Me voy y la dejo allí, sin darle oportunidad a que me diga algo más.
Me subo al auto y paso primero por el supermercado para llevarle una buena despensa a Emilia. El viaje hacia la finca es largo, a un par de horas de distancia, pero se me pasan rápido.
Al llegar, noto que todo está en silencio. Abro la puerta de la sala principal y me doy cuenta de que no hay nadie.
—¿Emilia? ¡Emilia! ¿Estás por aquí?
No hay rastro de Emilia. ¡Mierda! ¡Esta mujer se fue! Recorro todas las habitaciones de la casa, pero todas sus pertenencias siguen en el cuarto donde la dejé. El control está en el sofá.

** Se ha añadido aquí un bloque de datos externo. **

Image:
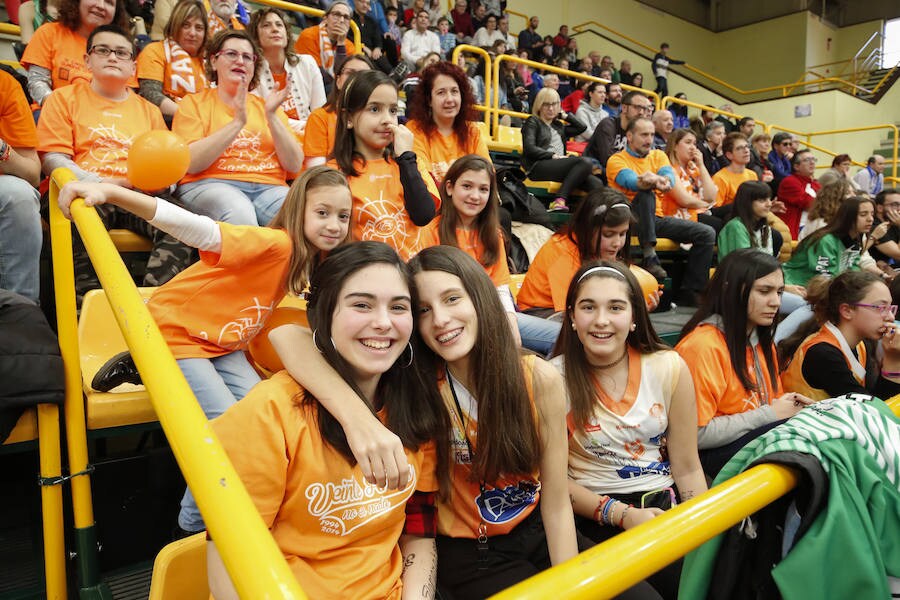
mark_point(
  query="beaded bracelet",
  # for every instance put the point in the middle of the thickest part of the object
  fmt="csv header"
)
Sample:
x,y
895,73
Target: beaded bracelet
x,y
622,518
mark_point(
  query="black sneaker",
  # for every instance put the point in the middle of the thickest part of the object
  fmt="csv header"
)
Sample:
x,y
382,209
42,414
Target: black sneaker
x,y
652,266
116,371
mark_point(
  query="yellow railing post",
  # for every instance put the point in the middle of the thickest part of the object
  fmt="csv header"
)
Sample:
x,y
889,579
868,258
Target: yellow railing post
x,y
253,560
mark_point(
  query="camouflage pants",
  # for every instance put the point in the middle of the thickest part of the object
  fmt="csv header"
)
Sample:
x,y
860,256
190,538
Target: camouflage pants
x,y
168,257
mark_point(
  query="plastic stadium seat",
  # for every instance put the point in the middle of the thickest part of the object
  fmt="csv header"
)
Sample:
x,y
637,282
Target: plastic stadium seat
x,y
515,284
99,339
179,571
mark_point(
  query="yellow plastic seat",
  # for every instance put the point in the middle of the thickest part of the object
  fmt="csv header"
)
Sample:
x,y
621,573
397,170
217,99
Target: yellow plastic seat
x,y
515,284
99,339
509,139
179,571
25,429
128,241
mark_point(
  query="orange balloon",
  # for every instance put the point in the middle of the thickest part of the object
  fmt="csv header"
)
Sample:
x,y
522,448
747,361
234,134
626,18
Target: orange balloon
x,y
649,284
261,350
157,159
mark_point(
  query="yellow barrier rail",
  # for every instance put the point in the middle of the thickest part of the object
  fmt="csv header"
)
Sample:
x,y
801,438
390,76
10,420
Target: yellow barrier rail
x,y
810,134
643,550
495,99
785,89
251,556
481,52
10,29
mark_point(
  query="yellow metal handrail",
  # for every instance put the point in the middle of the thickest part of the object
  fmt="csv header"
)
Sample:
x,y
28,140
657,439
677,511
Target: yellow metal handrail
x,y
487,73
645,549
786,89
256,565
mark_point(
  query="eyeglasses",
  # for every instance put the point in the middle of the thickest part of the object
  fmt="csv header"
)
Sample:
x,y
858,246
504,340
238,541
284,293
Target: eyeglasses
x,y
882,309
234,56
104,51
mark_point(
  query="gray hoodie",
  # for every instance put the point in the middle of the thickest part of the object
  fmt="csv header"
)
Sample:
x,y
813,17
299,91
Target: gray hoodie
x,y
591,117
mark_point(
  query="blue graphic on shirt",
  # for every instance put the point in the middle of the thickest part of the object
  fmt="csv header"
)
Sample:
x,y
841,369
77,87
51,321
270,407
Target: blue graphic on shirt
x,y
655,468
501,505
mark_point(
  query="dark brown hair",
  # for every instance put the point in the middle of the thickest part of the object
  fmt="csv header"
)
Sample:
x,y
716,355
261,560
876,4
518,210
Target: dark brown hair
x,y
580,380
292,216
507,441
256,20
70,15
487,221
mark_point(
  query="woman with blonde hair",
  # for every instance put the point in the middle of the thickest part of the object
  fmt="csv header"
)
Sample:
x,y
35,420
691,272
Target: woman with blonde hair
x,y
544,158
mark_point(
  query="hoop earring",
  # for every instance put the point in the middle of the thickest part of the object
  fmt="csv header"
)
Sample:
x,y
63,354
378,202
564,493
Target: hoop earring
x,y
316,342
408,364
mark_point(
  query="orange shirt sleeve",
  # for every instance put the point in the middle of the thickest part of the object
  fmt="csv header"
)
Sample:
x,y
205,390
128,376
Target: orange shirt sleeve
x,y
16,123
152,62
308,43
56,133
315,140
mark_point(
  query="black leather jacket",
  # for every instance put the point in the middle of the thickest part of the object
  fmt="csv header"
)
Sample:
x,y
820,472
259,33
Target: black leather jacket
x,y
536,137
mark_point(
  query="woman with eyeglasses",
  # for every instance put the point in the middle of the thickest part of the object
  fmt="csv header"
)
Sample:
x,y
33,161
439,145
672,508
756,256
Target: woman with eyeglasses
x,y
544,158
172,68
852,314
55,55
242,148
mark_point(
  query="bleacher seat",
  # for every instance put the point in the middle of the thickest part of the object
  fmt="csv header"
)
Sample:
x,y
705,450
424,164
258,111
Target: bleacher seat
x,y
179,571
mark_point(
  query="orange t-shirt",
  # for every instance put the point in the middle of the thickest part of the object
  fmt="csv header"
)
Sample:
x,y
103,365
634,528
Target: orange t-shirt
x,y
96,132
59,49
16,123
547,279
250,156
470,243
338,533
437,152
506,502
308,43
318,140
729,182
217,305
379,213
179,72
719,391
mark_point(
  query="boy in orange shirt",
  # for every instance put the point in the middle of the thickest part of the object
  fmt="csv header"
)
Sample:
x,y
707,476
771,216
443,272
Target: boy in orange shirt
x,y
20,170
88,127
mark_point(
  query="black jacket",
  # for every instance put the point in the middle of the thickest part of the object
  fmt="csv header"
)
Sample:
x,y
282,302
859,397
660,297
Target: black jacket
x,y
536,137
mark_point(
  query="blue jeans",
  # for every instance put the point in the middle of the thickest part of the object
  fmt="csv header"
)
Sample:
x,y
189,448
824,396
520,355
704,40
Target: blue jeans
x,y
218,383
20,237
235,202
537,334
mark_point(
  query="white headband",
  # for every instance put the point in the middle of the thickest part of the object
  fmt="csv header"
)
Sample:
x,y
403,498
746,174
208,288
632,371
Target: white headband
x,y
601,268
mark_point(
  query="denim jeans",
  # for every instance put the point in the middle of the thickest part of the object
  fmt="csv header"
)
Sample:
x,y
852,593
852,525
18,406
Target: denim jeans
x,y
235,202
218,383
537,334
20,237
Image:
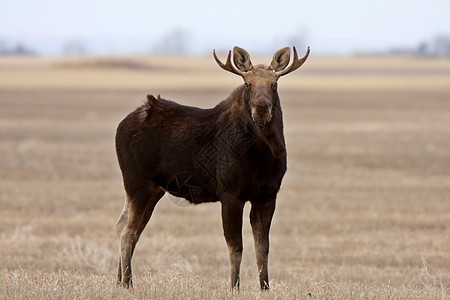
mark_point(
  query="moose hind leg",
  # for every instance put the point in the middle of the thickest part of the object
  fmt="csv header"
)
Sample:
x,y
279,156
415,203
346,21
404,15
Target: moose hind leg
x,y
120,226
260,219
139,210
232,229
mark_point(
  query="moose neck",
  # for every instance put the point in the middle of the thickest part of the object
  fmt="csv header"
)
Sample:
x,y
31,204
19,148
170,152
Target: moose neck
x,y
272,132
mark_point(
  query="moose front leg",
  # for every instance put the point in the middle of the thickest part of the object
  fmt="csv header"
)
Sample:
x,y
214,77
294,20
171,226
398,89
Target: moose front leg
x,y
260,219
232,229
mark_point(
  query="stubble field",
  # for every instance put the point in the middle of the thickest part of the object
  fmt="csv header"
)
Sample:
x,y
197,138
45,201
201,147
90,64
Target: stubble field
x,y
363,212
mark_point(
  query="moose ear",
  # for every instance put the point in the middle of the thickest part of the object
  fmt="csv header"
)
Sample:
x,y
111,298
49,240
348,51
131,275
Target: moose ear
x,y
280,59
241,59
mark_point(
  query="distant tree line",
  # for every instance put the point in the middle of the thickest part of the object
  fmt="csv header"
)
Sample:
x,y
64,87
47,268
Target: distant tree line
x,y
16,49
437,46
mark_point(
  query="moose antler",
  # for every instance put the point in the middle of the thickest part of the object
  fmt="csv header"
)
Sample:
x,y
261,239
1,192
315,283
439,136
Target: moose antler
x,y
228,66
296,63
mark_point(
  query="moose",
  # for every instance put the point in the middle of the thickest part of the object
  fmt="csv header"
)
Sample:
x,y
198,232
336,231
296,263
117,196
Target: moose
x,y
232,153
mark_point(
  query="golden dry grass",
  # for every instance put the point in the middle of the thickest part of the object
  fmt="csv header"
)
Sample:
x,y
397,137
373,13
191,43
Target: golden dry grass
x,y
364,210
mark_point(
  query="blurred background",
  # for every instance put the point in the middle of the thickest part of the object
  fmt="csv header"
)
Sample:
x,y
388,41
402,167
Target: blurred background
x,y
364,209
52,27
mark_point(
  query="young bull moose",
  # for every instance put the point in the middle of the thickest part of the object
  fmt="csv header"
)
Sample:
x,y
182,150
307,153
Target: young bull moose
x,y
232,153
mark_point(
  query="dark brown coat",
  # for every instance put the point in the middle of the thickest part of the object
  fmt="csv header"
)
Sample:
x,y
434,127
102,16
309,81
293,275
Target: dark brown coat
x,y
232,153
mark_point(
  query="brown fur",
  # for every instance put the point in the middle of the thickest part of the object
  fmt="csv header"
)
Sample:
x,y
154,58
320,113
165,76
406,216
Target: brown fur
x,y
232,153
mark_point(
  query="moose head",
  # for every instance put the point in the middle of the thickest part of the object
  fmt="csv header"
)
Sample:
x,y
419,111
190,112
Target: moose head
x,y
260,81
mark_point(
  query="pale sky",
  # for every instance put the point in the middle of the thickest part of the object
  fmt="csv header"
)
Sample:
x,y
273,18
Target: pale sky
x,y
328,26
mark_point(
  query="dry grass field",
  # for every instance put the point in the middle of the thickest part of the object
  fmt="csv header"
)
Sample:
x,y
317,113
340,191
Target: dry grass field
x,y
363,213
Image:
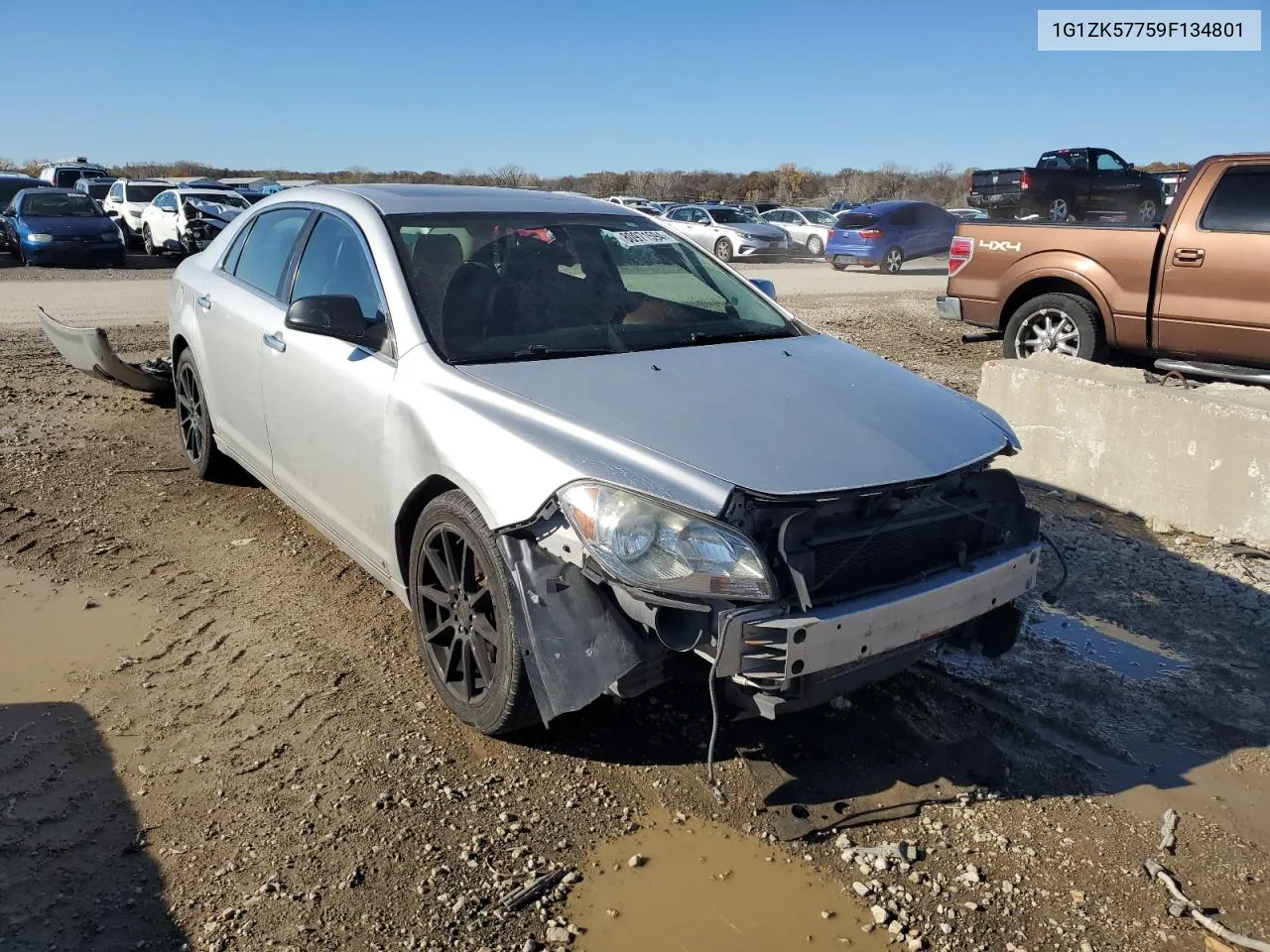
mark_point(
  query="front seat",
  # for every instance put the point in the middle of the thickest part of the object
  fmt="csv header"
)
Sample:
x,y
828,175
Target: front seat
x,y
434,263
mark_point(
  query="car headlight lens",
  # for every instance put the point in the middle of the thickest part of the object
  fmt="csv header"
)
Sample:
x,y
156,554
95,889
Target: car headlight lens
x,y
649,544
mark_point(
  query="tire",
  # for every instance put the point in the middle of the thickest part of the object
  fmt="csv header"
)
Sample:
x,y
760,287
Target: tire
x,y
194,421
1060,208
1057,322
461,599
1146,209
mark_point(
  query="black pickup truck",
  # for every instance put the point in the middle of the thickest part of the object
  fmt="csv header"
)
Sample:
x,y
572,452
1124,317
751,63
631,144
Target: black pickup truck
x,y
1070,182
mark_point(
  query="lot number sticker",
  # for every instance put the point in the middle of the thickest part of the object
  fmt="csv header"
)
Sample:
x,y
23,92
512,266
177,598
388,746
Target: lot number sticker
x,y
639,239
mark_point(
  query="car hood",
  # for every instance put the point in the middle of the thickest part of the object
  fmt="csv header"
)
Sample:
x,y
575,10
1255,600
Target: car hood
x,y
786,416
66,226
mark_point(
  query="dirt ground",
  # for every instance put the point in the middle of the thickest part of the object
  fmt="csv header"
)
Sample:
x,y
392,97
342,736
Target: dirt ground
x,y
216,734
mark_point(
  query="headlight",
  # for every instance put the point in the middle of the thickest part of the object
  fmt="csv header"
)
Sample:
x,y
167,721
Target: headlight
x,y
653,546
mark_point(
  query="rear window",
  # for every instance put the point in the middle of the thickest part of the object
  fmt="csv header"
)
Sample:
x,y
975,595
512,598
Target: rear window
x,y
1241,200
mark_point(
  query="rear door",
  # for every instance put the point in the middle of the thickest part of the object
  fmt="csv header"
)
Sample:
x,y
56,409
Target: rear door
x,y
236,307
325,399
1214,293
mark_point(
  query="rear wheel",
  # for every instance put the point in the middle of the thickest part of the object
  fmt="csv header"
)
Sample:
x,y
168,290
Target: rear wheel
x,y
1062,324
461,599
194,420
1060,208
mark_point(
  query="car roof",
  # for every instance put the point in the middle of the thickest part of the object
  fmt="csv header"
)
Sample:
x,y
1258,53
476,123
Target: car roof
x,y
417,199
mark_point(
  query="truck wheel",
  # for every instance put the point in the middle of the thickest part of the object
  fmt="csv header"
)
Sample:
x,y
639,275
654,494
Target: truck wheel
x,y
1060,209
1147,209
1062,324
461,599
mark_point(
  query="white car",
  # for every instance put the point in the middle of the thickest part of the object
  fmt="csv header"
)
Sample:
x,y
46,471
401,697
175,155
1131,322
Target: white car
x,y
127,199
726,231
808,227
186,220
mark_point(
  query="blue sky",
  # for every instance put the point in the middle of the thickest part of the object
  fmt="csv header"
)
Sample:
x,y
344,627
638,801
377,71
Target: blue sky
x,y
566,87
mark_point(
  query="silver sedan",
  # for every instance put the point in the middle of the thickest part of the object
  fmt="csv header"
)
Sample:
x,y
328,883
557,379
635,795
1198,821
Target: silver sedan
x,y
808,227
575,445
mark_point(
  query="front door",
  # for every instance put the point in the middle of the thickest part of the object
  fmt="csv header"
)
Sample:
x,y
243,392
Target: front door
x,y
325,399
1214,293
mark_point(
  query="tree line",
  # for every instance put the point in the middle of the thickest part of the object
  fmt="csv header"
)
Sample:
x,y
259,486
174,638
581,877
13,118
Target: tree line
x,y
788,182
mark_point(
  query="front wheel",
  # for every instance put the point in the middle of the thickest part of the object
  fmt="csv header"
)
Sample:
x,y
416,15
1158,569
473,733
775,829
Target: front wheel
x,y
461,598
1061,324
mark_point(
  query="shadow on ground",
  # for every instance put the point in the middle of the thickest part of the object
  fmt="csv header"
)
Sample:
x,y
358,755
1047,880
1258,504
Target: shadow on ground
x,y
73,874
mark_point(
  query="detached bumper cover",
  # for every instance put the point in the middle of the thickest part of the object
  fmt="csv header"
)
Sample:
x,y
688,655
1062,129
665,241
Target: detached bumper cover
x,y
767,648
948,307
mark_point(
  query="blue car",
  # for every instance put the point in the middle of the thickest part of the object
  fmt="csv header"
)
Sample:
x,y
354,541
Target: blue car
x,y
888,234
62,225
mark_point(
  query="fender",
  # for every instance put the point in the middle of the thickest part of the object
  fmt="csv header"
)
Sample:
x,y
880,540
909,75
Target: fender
x,y
1097,282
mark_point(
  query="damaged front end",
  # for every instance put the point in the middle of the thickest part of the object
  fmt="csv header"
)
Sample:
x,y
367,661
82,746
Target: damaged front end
x,y
826,594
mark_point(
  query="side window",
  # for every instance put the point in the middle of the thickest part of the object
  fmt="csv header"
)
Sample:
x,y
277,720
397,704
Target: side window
x,y
335,262
266,250
235,249
1241,200
1107,163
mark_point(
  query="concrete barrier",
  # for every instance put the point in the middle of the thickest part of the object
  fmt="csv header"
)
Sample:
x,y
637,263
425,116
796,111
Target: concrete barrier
x,y
1197,460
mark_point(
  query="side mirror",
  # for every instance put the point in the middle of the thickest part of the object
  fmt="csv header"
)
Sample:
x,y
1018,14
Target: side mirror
x,y
765,286
329,316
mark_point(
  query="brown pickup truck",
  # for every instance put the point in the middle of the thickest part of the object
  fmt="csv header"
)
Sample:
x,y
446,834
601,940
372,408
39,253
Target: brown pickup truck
x,y
1194,290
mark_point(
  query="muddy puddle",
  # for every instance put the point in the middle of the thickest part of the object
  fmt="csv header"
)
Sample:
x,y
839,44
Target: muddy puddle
x,y
1109,645
702,888
53,639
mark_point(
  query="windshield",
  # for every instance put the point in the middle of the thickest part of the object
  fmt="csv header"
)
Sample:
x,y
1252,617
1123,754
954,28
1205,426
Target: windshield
x,y
494,289
730,216
59,204
143,193
817,216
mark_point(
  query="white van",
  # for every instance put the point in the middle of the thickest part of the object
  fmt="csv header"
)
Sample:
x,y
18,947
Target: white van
x,y
67,172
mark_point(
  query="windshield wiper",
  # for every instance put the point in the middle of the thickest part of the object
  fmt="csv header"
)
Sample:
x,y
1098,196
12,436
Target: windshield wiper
x,y
705,336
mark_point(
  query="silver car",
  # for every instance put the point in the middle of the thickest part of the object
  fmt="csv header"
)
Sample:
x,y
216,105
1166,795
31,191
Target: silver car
x,y
576,445
807,227
726,231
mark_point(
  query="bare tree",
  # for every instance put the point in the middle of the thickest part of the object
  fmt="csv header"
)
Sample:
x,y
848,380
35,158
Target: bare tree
x,y
509,176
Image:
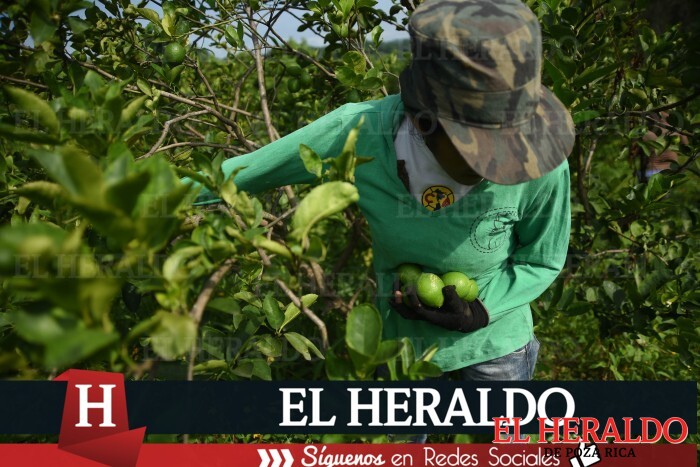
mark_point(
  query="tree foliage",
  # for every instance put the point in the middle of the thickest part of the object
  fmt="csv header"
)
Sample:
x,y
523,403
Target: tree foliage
x,y
106,264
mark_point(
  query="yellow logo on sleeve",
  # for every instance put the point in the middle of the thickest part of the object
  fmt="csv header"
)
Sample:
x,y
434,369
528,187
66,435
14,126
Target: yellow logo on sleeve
x,y
437,197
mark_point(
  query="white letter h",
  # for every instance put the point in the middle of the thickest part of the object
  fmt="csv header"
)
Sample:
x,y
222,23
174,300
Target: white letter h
x,y
105,405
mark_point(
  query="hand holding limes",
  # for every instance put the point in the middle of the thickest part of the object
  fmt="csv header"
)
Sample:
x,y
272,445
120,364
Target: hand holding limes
x,y
450,302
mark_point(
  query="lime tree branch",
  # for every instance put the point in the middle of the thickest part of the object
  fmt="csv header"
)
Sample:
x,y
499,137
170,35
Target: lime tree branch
x,y
166,130
201,303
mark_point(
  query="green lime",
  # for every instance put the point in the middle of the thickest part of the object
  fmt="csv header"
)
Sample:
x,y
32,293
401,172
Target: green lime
x,y
429,289
305,79
293,85
473,292
409,273
174,53
182,27
354,96
294,69
461,282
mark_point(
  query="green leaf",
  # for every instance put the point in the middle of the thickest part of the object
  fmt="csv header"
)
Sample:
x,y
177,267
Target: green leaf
x,y
224,305
323,201
302,345
388,350
125,193
347,76
15,133
293,311
408,354
35,107
273,313
74,346
78,25
168,24
594,74
174,269
614,292
356,61
73,169
312,161
130,110
370,84
422,369
260,241
364,330
40,328
337,369
150,15
269,345
584,116
174,335
554,72
42,28
144,87
42,192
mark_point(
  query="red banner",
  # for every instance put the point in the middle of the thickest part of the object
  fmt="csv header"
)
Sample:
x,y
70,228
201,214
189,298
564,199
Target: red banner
x,y
387,455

Voy al área de la piscina, pero no hay nadie. ¿Dónde diablos se ha metido?
—¡Emilia! ¡Emilia, mierda!
Bajo a la casa del servicio y escucho algunos ruidos en su interior. ¿Emilia?
Salgo corriendo y abro la puerta. Ella se desploma, estaba recostada sobre la pared, golpeándola. Al verla, siento que mi corazón se quiebra en pedazos. ¿Quién le hizo esto?
—Emilia, por favor… —la alzo en mis brazos y la llevo a la casa principal. Debo llamar a una ambulancia. Está congelada e inconsciente. Su rostro está lleno de morados, y su cuerpo parece tener hipotermia.
Tomo mi teléfono y marco a mi esposa. Ella contesta de inmediato.
—Antonella, Emilia está completamente herida, está descompensada, tenemos que llevarla a un hospital. ¿Qué pasó aquí?
—¿Qué pasó de qué? ¿A qué te refieres?
—Antonella, Emilia está golpeada, casi inconsciente, y la encontré encerrada en la casa del servicio. ¿Qué putas pasó?
Mi esposa guarda silencio, y eso me hace pensar lo peor. ¿Qué está pasando?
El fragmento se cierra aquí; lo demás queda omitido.